HMRC assumes these unusually large payments are the first of equally sized, monthly withdrawals. A £10,000 lump sum can, therefore, be taxed as if the individual would earn £120,000 a year. The problem is that the tax office's system only gives one twelfth of the "personal allowance", the amount you can earn each year without paying income tax.

Assuming no other income, you should be able to withdraw £11,500 a year completely tax-free. But if taxed on a "month one" basis, an £11,500 payment from a pension pot would be hit with a £3,650 tax charge.

Unsuspecting savers are then left short or forced to make a second withdrawal to cover the shortfall. Once they realise they have paid too much tax, savers must fill out one of three "mini tax return" forms to reclaim the overpaid tax. The tax office promises to repay within 30 days of the correct form being returned, but readers have reported being made to wait far longer.

You can reclaim money but it's not straightforward and it's not fair to savers. This is undoing some of the benefit of the pensions freedoms

Baroness Altmann

If the saver never realises they have been overtaxed, they will eventually get a refund, HMRChas claimed, but it could not say how long this would take. Since April alone, more than 10,000 refunds have been paid out, totalling more than £26m.

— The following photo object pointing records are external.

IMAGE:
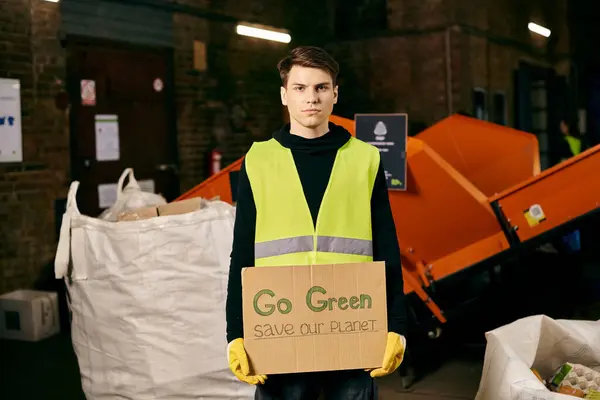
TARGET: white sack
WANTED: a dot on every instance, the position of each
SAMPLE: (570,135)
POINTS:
(148,304)
(130,198)
(535,342)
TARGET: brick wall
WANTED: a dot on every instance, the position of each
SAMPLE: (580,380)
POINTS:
(236,100)
(31,53)
(232,103)
(407,68)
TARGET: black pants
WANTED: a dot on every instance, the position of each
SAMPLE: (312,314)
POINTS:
(335,385)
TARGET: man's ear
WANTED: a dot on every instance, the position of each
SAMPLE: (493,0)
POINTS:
(283,93)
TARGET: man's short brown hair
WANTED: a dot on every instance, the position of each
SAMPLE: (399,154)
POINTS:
(310,57)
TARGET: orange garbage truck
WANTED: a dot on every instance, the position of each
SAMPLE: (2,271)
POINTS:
(475,197)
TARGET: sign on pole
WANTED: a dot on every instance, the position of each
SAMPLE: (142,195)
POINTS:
(387,132)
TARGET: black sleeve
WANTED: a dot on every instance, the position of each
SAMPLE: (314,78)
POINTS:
(386,248)
(242,254)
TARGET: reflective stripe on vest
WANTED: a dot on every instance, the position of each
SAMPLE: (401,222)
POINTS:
(326,244)
(285,233)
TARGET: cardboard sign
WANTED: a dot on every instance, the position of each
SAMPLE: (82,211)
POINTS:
(387,132)
(314,318)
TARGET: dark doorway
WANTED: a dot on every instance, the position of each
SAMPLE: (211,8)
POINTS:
(134,92)
(541,101)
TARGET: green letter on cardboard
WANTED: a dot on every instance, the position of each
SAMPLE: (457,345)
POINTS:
(271,307)
(322,304)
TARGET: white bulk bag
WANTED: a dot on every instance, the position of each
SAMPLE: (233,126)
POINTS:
(536,342)
(130,198)
(148,303)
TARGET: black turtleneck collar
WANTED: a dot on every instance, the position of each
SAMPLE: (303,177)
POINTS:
(332,140)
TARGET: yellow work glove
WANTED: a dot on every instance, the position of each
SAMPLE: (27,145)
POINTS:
(393,356)
(239,365)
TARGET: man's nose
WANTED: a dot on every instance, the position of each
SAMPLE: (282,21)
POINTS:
(311,96)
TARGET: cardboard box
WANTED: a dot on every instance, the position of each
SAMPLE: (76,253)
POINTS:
(314,318)
(181,207)
(29,315)
(174,208)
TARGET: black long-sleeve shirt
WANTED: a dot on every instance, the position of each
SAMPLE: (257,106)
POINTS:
(314,160)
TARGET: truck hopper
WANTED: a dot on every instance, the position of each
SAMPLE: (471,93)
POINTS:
(475,198)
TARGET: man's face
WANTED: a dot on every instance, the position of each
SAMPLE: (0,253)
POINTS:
(309,96)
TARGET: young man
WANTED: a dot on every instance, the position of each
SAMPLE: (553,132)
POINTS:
(313,179)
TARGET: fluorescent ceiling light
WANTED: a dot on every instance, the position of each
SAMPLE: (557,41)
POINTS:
(267,34)
(540,30)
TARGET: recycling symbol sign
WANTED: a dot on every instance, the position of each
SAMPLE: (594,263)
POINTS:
(387,132)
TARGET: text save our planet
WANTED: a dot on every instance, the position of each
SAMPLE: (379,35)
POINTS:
(319,317)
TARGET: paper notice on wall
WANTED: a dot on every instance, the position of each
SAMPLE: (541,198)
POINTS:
(11,144)
(107,138)
(88,92)
(107,195)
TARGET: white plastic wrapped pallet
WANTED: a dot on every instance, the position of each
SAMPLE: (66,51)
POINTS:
(130,197)
(148,303)
(536,342)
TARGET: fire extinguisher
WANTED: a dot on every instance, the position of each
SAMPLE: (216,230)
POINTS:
(215,161)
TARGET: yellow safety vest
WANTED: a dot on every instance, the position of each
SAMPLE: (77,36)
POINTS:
(285,233)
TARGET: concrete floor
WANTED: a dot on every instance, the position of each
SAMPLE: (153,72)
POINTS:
(455,379)
(47,370)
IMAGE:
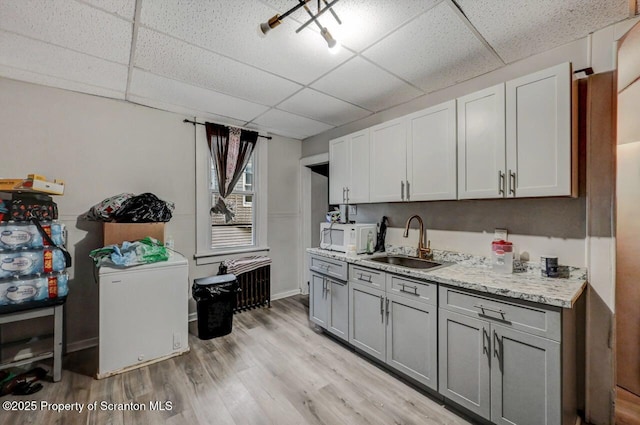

The scale of the overpayments has been suggested as one of the reasons the Treasury has banked far more than expected as a result of the reforms. Official figures show £1.1bn was taken in 2016-17, compared with the Governmen't initial £600m estimate.

Baroness Ros Altmann, pensions minister from 2015 to 2016, said the current system was attractive to HMRC because it meant it collected tax earlier.

"You might have had something important you were planning to use the money to pay for, then find it's not there. You can reclaim money but it's not straightforward and it's not fair to savers. This is undoing some of the benefit of the pensions freedoms."

An HMRC spokesman said: "Claimants presenting their 2017-18 P45 to their pension provider always pay the correct tax. In the event they don't, any discrepancy will be settled within 30 days of us being notified."